Python built-in sum function vs. for loop performance
The speed difference is actually greater than 3 times, but you slow down either version by first creating a huge in-memory list of 1 million integers. Separate that out of the time trials:
>>> import timeit
>>> def sum1(lst):
... s = 0
... for i in lst:
... s += i
... return s
...
>>> def sum2(lst):
... return sum(lst)
...
>>> values = range(1000000)
>>> timeit.timeit('f(lst)', 'from __main__ import sum1 as f, values as lst', number=100)
3.457869052886963
>>> timeit.timeit('f(lst)', 'from __main__ import sum2 as f, values as lst', number=100)
0.6696369647979736
The speed difference has risen to over 5 times now.
A for
loop is executed as interpreted Python bytecode. sum()
loops entirely in C code. The speed difference between interpreted bytecode and C code is large.
In addition, the C code makes sure not to create new Python objects if it can keep the sum in C types instead; this works for int
and float
results.
The Python version, disassembled, does this:
>>> import dis
>>> def sum1():
... s = 0
... for i in range(1000000):
... s += i
... return s
...
>>> dis.dis(sum1)
2 0 LOAD_CONST 1 (0)
3 STORE_FAST 0 (s)
3 6 SETUP_LOOP 30 (to 39)
9 LOAD_GLOBAL 0 (range)
12 LOAD_CONST 2 (1000000)
15 CALL_FUNCTION 1
18 GET_ITER
>> 19 FOR_ITER 16 (to 38)
22 STORE_FAST 1 (i)
4 25 LOAD_FAST 0 (s)
28 LOAD_FAST 1 (i)
31 INPLACE_ADD
32 STORE_FAST 0 (s)
35 JUMP_ABSOLUTE 19
>> 38 POP_BLOCK
5 >> 39 LOAD_FAST 0 (s)
42 RETURN_VALUE
Apart from the interpreter loop being slower than C, the INPLACE_ADD
will create a new integer object (past 255, CPython caches small int
objects as singletons).
You can see the C implementation in the Python mercurial code repository, but it explicitly states in the comments:
/* Fast addition by keeping temporary sums in C instead of new Python objects.
Assumes all inputs are the same type. If the assumption fails, default
to the more general routine.
*/
As dwanderson
suggested, Numpy is one alternative. It is, indeed, if you want to do some maths. See this benchmark:
import numpy as np
r = range(1000000) # 12.5 ms
s = sum(r) # 7.9 ms
ar = np.arange(1000000) # 0.5 ms
as = np.sum(ar) # 0.6 ms
So both creating the list and summing it is much faster with numpy
. This is mostly because the numpy.array
is designed for this and is much more efficient than the list.

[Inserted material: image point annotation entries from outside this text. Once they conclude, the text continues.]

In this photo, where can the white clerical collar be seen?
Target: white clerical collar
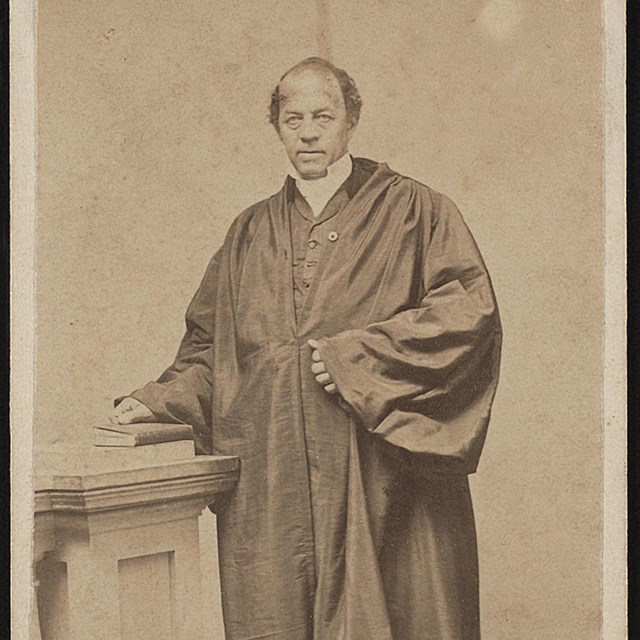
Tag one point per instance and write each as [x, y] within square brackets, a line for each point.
[319, 191]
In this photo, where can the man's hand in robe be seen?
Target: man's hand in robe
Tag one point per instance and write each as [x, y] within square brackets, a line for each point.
[318, 367]
[131, 410]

However, if we have a python list, then numpy
is very slow, as its conversion from a list into a numpy.array
is sluggish:
r = range(1000000)
ar = np.array(r) # 102 ms
However if the loop is just adding 1 each iteration starting from 0 you could use the fast trick addition. The sum output should be 499999500000 for range(1000000)
import timeit
def sum1():
s = 0
for i in range(1000000):
s += i
#print s
return s
def sum2():
return sum(range(1000000))
def sum3():
s = range(1000000)
s = ((s[1]+s[-1])/2) * (len(s)-1)
#print(s)
return s
print 'For Loop Sum:', timeit.timeit(sum1, number=10)
print 'Built-in Sum:', timeit.timeit(sum2, number=10)
print 'Fast Sum:', timeit.timeit(sum3, number=10)
#prints
#For Loop Sum: 1.8420711
#Built-in Sum: 1.1081646
#Fast Sum: 0.3191561